Scott Dixon has more boxes to tick before calling time on career

Scott Dixon
Scott Dixon

Don't mention the R word to Scott Dixon.

Race wins, not retirement, remain the No 1 thing the biggest star in Kiwi motorsport spends his time contemplating.

South Auckland-raised Dixon completed his 16th season at the top level of American Championship Car Racing in 2016, a period reaping four IndyCar title triumphs, 39 race victories and an Indianapolis 500 win.

He also turned 36 this year.

Dixon finished third in class in the new Ford GT during his first crack at the 24 Hours of Le Mans this year.

But while Dixon admits one is always thinking of the future in a year-to-year industry like motorsport, serious thoughts of retirement had not entered his mind.

"There are a few key guys in the championship, in TK (Tony Kanaan), Helio (Castroneves) and Juan (Pablo Montoya), they all turned 42 this year," the Indianapolis-based driver said.

"And Dario (Franchitti) was 40 or 41 when he retired. They've helped the longevity.

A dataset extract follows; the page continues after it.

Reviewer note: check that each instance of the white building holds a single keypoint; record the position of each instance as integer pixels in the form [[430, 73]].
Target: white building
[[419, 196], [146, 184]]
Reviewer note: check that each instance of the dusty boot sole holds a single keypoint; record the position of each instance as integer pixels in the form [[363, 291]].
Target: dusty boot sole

"I think I've got a good four, five or six years to play with but in motor racing that can change next year.

Dixon at Sonoma
Dixon at Sonoma

"My focus is on what is at hand and the IndyCar series is the most competitive series in world right now, I enjoy that competitive side."

Dixon has "a couple more years" left on his contract with Chip Ganassi Racing. Those deals "typically just re-up", and you get the feeling he is optimistic the same will be true again.

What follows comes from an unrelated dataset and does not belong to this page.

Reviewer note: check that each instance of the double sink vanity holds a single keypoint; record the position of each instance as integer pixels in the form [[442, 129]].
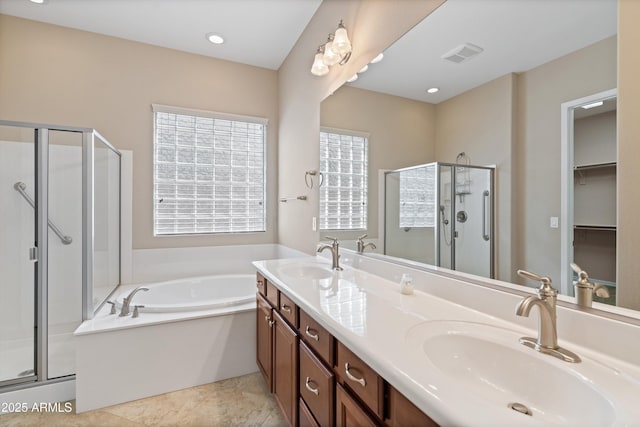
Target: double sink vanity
[[346, 347]]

It also evident Dixon has a few more boxes to tick before he finally calls time on his career.

A regular face on the sportscar scene during the IndyCar off-season, he has twice won the 24 Hours of Daytona and also taken part in other prestigious events like the Sebring 12 Hours and the 24 Hours of Le Mans.

The latter for the first time earlier this year, finishing third in class in the returning Ford GT on the 50th anniversary of the famous victory for fellow Kiwis Bruce McLaren and Chris Amon.

Ever the fierce competitor, though, Dixon would have loved to have been a couple of steps higher up the podium.

The same thought pattern applies for a 2016 IndyCar season where he ended up sixth with two wins and four total podiums from 16 events.

"We definitely let a few get away," Dixon said. "Those are the ones that hurt and you focus on more than anything.

"If you generally look at the performance of [my] No 9 car throughout season it was very strong. We just had three or four races where we had mechanicals or strategy pitfalls that took us out of it and would have transformed our championship position.

"It was definitely a frustrating one, with not so many highs and a lot of lows. For myself to finish out of the top three for the first time in 12 years was not good."

A trip home to comparatively sleepy New Zealand, though, is good for a frustrated race-car driver's mood.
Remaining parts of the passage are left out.